Rifkins Traum ist zuallererst ein populäres Lern- und Lesebuch über die zwei westlichen Zivilisationen, ihre Geschichte und die ihrer Spaltung, ihre so verschiedenen gesellschaftlichen Gewebe, ihre soziale Psychologie. Mit idealistischer Überzeichnung, vielen Details und Mut zur Vergröberung stellt er die amerikanische und die europäische Zivilisation gegenüber: ökonomischer Individualismus versus soziales Gemeinschaftsdenken; Verhandlungsdiplomatie und Kooperation versus imperialer Anspruch; Konsumismus versus Kulturorientierung; Technikwahn versus Fortschrittsskepsis. Mit wehmütigem Lächeln und ein wenig Nostalgie blickt man auf sein Bild eines Europas, in dem die politischen Eliten gebildet sind, die Städter noch ein Verhältnis zum Land haben, die Wissenschaftler nicht an die unendliche Machbarkeit glauben, die Industriellen sich als Diener an der Allgemeinheit verstehen. Ach, ein Traum. Und doch erfüllt ein kleiner Stolz den Leser, wenn Rifkin, großräumig und assoziativ wie Egon Friedell, die Zivilisationsgeschichte Europas nacherzählt, zum Nutzen der Nachgeborenen: von der "Erfindung der Zeit" durch die Benediktinermönche und der Ordnung des Raumes durch die Merkantilisten; von der Vergegenständlichung der Natur durch die Renaissance-Wissenschaftler, die dem allgemeinen Wohlstand zuarbeiteten und den ökologischen Problemen; von der Reformationstheologie, die das Individuum seelisch freisetzte – aber auch das psychische Substrat für das kapitalistische Subjekt. Danach spaltet sich Rifkins Geschichte: in Amerikaner mit puritanischer Frömmigkeit und aufklärerischer Ingenieurtüchtigkeit und Europäer mit ihrer "räumlich" beengten, paternalistischen und gemeinschaftlichen Lebensweise, die Freiheit bis heute nicht im autonomen, einsamen Selbst, sondern in Bindungen aller Art suchen und, da "auf jeden Adam Smith ein Rousseau kam", bis heute hinter die Freiheit des Eigentums ein großes Fragezeichen setzen.

So weit, so richtig. Aber was soll "uns Europäern" diese Europakunde für patriotische Amerikaner, denen ihre Schulbücher gesagt haben, dass es nächst dem Paradies nichts Besseres gibt als den American Way of Life. Stimmt, von Kansas City aus gesehen, sind die europäischen Kriminalitätsraten, der schwedische Mutterschaftsurlaub, die französische 35-Stunden-Woche, die Urbanität Prags schlicht paradiesisch. Und es kann nur gut sein, wenn Rifkin, als unbezahlter Agent des Goethe-Instituts gleichsam, das amerikanische Jobwunder enttarnt, die Reichtumsverteilung kritisiert und den obszönen Ressourcenverbrauch oder die stolze Wirtschaftsleistung Europas preist. Diese Aufklärung mündet in der Botschaft: Der Traum vom individuellen Glück und von der Effizienz des freien Marktes ist ausgeträumt, der Amerikanische Traum ist zum Albtraum der Menschheit geworden. Wacht auf, und seht auf Europa. Und vergesst alle nationalen Lösungen, sei die Nation noch so groß. Die Menschheit braucht eine neue Verfassung.

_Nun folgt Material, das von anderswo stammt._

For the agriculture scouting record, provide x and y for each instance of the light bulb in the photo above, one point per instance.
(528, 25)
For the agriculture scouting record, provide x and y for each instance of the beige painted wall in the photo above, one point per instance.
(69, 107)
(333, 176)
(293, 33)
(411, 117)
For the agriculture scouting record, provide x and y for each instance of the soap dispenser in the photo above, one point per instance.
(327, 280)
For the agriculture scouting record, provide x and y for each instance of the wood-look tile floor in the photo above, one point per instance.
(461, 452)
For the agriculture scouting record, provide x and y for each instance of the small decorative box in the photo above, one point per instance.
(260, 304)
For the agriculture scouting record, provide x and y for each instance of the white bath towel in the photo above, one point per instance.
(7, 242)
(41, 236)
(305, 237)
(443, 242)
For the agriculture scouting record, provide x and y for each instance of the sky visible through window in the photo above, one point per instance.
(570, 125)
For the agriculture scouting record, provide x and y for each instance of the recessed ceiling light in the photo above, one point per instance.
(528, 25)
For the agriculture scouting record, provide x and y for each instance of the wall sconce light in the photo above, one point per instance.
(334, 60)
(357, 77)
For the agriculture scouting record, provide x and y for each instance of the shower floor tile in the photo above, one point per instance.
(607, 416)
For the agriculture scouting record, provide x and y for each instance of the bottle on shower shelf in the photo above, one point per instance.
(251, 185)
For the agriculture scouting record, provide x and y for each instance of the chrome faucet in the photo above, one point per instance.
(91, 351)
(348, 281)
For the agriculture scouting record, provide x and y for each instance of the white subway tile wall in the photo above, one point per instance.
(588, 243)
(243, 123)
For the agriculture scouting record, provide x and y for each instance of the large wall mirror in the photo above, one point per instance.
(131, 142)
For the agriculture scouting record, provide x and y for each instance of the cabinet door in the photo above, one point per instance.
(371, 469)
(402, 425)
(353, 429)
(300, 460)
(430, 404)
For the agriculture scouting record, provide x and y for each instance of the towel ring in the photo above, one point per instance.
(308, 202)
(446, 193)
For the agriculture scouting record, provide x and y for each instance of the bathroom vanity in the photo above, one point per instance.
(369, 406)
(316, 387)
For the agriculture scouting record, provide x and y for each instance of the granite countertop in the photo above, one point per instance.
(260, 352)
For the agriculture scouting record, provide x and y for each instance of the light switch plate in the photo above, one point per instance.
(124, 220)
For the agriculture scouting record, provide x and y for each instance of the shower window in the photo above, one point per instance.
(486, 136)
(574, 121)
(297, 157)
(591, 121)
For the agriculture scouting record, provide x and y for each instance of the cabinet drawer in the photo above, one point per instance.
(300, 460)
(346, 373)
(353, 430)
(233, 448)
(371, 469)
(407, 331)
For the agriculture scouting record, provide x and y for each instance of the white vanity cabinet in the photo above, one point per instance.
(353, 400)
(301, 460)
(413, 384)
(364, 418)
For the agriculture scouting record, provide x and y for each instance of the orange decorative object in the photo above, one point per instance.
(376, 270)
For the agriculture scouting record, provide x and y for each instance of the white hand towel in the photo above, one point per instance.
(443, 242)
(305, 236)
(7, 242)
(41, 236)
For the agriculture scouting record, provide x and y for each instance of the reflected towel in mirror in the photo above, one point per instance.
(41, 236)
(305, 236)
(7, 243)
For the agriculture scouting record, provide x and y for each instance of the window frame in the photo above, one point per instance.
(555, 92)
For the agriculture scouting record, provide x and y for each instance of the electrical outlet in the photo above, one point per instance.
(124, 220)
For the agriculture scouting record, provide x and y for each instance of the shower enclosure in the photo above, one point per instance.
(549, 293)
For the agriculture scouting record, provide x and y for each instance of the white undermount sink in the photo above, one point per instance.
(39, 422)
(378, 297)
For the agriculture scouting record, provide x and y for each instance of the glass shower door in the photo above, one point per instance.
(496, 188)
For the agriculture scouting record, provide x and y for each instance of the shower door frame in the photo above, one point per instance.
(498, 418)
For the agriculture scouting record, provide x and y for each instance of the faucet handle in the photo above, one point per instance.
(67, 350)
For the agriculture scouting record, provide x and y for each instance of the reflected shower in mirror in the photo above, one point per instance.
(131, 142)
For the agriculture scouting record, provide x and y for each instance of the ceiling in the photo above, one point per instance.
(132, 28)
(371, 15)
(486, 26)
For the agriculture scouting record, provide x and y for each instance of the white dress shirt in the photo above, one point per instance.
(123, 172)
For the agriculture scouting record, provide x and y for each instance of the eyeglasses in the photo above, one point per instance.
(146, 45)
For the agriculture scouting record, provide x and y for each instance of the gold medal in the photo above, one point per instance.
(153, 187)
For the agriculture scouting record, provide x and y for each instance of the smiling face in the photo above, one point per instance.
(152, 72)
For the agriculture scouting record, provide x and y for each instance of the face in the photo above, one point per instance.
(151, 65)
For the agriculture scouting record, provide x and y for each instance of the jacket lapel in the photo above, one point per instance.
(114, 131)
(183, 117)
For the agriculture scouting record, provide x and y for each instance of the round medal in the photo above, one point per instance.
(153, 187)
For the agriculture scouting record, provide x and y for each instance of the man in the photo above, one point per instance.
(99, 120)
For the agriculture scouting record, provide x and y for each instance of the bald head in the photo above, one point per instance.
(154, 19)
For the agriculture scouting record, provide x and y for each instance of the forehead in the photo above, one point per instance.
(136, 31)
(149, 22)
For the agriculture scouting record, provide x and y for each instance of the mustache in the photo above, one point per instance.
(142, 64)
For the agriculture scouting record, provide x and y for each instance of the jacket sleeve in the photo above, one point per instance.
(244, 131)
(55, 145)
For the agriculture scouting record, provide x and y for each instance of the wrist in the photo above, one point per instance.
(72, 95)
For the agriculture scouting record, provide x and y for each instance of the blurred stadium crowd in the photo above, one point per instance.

Um nichts weniger geht es in diesem optimistischen, wenn auch gelegentlich redundanten Mutmach-Buch. Die Institutionen des 21. Jahrhunderts. Rifkin sieht sie in der weltweiten Ausbreitung der CSOs, der Civil Society Organisations, der Netzwerke von Bürgerorganisationen. Sie füllen immer effizienter die Lücken der Politik, verteidigen lokale Kulturen und Minderheiten und klagen weltweit Menschenrechte und eine nachhaltige Wirtschaft ein. Und zum andern und mit Erwartungen beladen: die EU. Sie, nicht die UN, ist für Rifkin das Modell für eine kommende Weltgesellschaft. Hier ist eine extraterritoriale Form der Regierung verwirklicht, die mit Durchsetzungsmacht gegenüber den Mitgliedern ausgestattet ist, dabei offen für Erweiterungen, ein zwingender politischer Verband, der durch gemeinsame Werte verbindlich definiert ist, nicht durch Nationalitäten.